„Runways Büroräume mussten Mirandas Geschmack und ihr Beharren auf Eleganz und Perfektion ausdrücken, sie mussten sehr feminin und heimelig sein, mit hellen Farbtönen“, erklärt Gonchor. Streep und Gonchor stellten die Ausstattung von Mirandas Büro zusammen.
„Es war wichtig, Fotos aufzuhängen und teure Kunstwerke aufzustellen, die Miranda gesammelt hat, da es bei ihr immer um die Frage des Außergewöhnlichen geht, egal was es kostet“, sagt Frankel.

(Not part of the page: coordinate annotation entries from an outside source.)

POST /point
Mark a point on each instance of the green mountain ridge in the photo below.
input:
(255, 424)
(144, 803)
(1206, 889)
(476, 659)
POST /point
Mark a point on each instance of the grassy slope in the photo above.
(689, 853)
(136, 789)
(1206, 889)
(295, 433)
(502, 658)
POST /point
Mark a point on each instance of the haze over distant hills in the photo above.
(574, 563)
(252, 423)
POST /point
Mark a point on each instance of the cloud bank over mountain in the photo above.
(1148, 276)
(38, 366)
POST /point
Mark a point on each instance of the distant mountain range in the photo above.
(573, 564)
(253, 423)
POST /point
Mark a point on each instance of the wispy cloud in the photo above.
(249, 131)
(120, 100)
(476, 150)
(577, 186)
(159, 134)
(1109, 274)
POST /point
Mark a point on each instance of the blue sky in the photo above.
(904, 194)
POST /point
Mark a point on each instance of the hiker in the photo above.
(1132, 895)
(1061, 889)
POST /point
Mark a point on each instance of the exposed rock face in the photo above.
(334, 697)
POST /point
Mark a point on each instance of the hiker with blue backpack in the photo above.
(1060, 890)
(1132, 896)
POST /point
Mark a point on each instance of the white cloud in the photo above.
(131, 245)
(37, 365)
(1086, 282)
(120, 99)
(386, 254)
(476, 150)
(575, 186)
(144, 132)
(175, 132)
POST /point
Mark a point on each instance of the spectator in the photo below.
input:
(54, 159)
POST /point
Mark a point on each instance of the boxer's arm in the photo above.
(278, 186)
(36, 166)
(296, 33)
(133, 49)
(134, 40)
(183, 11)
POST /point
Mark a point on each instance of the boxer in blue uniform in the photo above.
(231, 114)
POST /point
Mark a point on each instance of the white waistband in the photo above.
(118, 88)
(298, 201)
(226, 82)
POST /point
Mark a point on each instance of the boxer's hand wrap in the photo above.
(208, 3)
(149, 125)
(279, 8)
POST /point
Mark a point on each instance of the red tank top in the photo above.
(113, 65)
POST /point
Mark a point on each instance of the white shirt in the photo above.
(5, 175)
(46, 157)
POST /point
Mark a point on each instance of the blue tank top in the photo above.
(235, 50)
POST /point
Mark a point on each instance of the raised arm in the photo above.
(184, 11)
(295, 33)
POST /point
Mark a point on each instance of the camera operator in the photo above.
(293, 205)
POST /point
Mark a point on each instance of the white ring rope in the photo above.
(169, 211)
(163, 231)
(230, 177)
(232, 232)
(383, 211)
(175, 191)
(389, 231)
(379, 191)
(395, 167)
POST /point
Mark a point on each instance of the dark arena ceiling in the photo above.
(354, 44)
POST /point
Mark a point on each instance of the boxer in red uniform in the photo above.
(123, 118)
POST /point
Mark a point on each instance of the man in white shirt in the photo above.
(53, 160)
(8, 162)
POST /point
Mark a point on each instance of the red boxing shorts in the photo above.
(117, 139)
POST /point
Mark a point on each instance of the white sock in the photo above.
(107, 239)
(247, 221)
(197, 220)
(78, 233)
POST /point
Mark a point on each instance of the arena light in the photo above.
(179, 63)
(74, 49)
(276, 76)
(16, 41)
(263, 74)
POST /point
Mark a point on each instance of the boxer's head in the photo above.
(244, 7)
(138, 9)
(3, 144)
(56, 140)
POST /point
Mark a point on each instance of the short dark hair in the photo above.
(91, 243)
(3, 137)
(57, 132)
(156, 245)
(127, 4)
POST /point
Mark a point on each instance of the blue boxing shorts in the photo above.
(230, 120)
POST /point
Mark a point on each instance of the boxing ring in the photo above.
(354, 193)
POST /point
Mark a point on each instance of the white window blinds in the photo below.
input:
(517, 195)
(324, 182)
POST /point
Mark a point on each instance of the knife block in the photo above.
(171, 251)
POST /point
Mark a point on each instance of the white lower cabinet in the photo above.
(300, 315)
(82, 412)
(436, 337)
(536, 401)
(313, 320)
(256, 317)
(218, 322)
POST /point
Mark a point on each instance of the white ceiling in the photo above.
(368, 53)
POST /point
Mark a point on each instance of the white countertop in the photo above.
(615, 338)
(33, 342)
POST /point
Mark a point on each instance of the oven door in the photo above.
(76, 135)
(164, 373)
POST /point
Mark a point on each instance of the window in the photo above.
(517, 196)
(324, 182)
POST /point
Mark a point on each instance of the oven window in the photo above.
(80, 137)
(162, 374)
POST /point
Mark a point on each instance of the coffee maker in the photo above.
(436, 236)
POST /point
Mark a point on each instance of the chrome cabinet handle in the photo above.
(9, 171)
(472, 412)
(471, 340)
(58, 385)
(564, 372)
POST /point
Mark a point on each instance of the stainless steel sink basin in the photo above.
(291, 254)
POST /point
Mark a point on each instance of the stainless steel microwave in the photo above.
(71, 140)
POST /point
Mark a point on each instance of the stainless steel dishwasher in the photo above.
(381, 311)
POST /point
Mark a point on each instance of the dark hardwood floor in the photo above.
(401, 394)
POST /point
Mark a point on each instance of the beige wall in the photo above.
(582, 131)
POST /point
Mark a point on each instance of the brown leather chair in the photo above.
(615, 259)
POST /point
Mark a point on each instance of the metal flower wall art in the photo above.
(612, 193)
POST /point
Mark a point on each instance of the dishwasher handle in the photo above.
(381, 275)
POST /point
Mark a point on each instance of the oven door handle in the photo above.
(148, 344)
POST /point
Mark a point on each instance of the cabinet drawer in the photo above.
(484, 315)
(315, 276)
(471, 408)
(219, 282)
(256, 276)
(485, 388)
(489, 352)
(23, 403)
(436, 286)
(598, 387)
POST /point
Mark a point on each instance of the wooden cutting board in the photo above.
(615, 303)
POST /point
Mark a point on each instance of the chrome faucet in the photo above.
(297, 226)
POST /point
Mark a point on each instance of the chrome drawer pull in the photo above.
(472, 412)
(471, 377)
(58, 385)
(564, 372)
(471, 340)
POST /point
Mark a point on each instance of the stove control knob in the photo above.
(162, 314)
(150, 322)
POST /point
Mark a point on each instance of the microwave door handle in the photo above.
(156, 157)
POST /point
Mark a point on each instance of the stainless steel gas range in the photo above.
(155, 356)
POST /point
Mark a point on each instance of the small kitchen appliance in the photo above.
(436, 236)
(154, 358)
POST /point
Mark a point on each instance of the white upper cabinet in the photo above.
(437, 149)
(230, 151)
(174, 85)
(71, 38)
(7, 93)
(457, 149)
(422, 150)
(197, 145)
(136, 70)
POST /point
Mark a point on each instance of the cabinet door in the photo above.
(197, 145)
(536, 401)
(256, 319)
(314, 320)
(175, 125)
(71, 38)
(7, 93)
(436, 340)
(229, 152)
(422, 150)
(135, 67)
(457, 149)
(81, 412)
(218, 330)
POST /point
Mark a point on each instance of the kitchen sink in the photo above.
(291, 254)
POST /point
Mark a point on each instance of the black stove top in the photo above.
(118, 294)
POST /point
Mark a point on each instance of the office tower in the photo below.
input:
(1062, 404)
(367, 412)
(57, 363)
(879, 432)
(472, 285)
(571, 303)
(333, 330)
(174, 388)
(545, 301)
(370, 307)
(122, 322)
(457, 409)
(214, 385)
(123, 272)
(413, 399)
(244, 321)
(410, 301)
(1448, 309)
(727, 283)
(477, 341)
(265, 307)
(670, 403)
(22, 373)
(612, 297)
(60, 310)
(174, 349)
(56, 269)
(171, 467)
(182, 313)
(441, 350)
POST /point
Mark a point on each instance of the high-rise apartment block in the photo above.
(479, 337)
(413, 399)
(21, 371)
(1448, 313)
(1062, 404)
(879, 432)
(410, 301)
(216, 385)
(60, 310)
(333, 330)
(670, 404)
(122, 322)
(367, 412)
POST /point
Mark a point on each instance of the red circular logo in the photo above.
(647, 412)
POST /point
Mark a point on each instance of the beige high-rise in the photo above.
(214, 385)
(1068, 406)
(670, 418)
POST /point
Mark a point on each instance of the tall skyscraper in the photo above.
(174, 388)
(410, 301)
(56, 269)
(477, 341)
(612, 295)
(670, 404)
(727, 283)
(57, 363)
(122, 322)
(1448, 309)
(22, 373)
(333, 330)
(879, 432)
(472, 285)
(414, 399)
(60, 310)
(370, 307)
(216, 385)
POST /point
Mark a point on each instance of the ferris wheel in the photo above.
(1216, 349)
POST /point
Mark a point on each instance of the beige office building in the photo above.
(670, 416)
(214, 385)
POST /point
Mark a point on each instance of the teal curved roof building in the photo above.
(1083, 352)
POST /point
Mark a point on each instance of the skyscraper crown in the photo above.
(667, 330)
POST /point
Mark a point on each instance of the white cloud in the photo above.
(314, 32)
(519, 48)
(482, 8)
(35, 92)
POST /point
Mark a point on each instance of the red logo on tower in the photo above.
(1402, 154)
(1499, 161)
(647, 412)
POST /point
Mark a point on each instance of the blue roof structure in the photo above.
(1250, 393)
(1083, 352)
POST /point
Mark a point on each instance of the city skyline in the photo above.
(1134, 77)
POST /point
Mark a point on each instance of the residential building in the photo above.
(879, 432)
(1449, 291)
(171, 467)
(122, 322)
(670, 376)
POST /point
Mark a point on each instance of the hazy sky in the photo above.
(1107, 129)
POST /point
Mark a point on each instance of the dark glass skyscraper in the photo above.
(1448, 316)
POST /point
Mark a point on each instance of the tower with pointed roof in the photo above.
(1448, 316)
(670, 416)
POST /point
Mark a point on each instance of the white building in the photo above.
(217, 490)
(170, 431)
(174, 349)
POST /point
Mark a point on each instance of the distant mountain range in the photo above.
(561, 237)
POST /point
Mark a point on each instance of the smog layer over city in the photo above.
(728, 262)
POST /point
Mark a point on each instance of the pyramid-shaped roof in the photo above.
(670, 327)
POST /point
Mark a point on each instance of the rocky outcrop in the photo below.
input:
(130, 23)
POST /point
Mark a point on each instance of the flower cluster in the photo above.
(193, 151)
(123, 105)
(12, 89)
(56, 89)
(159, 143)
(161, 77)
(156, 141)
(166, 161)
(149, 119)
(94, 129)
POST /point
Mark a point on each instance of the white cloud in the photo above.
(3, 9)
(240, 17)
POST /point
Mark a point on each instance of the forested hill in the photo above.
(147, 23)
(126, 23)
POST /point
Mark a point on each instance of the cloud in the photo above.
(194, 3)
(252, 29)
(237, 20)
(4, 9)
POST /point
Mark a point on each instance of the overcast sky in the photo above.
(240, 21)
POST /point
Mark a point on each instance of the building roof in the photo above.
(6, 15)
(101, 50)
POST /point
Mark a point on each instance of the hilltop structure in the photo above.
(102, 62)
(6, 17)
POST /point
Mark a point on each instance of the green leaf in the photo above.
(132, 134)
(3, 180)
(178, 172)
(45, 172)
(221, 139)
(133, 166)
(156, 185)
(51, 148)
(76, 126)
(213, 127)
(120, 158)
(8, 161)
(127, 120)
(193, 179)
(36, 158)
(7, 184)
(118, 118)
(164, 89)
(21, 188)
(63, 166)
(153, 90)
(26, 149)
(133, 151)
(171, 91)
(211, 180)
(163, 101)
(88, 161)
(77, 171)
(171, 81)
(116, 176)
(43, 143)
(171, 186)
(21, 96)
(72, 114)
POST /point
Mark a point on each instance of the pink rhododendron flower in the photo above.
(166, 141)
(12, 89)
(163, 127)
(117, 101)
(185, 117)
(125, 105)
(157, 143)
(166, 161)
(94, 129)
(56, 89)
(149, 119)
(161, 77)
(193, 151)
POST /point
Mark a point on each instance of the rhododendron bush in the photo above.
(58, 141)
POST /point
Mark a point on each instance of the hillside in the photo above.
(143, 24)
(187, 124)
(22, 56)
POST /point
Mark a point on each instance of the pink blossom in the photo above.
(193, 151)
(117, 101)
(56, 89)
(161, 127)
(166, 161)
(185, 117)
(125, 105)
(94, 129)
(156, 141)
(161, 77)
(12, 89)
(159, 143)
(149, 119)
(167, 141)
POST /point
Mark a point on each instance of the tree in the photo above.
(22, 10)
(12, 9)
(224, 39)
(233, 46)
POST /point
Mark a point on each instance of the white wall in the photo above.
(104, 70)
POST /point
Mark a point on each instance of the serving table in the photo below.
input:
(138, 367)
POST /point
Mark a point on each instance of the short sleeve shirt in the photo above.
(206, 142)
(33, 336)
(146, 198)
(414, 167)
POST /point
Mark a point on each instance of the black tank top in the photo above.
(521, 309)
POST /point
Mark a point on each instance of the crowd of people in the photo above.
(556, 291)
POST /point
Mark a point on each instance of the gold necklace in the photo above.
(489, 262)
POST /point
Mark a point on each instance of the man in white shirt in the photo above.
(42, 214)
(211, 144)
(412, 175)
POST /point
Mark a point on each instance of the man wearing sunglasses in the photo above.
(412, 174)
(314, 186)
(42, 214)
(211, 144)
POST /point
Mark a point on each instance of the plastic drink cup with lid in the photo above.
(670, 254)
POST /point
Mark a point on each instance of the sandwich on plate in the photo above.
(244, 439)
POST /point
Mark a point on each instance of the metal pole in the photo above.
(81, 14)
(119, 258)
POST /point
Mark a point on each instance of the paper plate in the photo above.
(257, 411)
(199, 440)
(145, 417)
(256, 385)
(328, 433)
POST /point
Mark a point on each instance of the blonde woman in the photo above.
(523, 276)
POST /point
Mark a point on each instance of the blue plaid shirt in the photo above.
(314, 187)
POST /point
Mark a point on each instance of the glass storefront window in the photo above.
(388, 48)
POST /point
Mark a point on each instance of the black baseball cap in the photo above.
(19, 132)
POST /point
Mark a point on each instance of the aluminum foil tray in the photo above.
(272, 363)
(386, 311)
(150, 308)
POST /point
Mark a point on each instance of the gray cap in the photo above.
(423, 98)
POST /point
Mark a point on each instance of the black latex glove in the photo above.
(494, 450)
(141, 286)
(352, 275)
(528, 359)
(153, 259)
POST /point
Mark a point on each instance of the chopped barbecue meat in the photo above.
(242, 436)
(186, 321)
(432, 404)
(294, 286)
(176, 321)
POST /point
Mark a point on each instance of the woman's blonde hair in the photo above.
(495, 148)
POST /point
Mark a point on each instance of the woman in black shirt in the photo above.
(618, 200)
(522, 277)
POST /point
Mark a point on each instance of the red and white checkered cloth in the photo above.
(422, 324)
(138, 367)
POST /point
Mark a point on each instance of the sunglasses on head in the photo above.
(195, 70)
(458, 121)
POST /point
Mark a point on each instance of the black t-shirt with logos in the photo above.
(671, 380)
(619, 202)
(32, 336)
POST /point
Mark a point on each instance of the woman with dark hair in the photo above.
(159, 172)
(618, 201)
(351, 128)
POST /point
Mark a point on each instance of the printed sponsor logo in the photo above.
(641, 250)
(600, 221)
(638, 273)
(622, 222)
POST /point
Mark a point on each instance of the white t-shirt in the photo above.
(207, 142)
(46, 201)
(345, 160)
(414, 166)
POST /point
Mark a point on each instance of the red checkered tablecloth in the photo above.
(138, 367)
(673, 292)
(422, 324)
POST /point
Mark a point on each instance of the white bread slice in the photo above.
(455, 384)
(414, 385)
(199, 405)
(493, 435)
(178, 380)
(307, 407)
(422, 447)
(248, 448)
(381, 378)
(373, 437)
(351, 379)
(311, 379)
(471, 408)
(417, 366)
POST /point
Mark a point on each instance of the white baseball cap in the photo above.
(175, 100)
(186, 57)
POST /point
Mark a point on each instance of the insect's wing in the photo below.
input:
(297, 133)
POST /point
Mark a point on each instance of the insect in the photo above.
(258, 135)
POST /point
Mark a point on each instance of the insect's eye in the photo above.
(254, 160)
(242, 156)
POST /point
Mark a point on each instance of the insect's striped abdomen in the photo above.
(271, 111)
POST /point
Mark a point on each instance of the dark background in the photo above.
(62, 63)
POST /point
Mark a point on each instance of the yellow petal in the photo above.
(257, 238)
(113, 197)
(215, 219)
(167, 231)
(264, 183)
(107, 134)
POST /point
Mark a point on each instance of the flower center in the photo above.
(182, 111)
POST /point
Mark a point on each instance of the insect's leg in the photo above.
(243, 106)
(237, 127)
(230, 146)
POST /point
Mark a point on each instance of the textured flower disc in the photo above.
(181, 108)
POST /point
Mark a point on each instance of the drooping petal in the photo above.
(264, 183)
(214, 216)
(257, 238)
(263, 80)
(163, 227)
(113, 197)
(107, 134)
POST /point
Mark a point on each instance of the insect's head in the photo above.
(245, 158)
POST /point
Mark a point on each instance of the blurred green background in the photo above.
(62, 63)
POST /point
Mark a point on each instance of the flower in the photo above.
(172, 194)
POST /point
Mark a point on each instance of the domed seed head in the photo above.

In diesen Räumen steht es außer Frage, wer der Boss ist. „Es gibt nicht viel, das
Mirandas Büro von den anderen trennt. Sie kann immer sehen, wer kommt und wer geht“, sagt Gonchor.
Miranda wirft ein Adlerauge auf ihre Assistenten und involviert sie oft, ohne sie vorher zu warnen, in harte Auseinandersetzungen. „David [Frankel] war diesbezüglich unerbittlich“, sagt Gonchor. Das Interior von Runway – Mirandas Büro und der Konferenzraum – wurden peinlich genau mit viel Glas und rechten Winkeln entworfen, um die gewünschte Perfektion zu versinnbildlichen. Gonchor, Frankel und Finerman brüteten über Fashion- und Architektur-Magazinen sowie über Layouts und Plänen von vergleichbaren, echten Büroräumen. Gonchor erzählt:
„Wir haben ein Modell gebaut und es dann mit einer Mini-Kamera angeschaut, um zu sehen, wie die Winkel wirkten. Dann fingen wir an, real zu bauen. Nach drei Monaten war Mirandas Büro fertig.“
Andys Apartement hat keine klaren Linien und keine teuren Kunstwerke, wie die, die Mirandas Büro schmücken. Gonchor beschreibt: „Andys Appartement ist mit Sachen von Flohmärkten ausgestattet. Ein paar Dinge hatte ich auch im Lager. Nichts passt zusammen. Wir haben die Wände alt aussehen lassen, so dass das Appartement einen etwas heruntergekommenen Eindruck macht.“ DER TEUFEL TRÄGT PRADA kommt genau zur richtigen Zeit. „Fashion ist jetzt von universellem Interesse“, sagt Produzentin Wendy Finerman. „Die neuen Kollektionen aus Paris sind nur wenige Stunden nach ihrer Präsentation im Internet anzusehen. Dann werden sie kopiert und auf der ganzen Welt angeboten.“
Regisseur David Frankel: „Mode ist ein dauerndes Jagen nach dem letzten Schrei.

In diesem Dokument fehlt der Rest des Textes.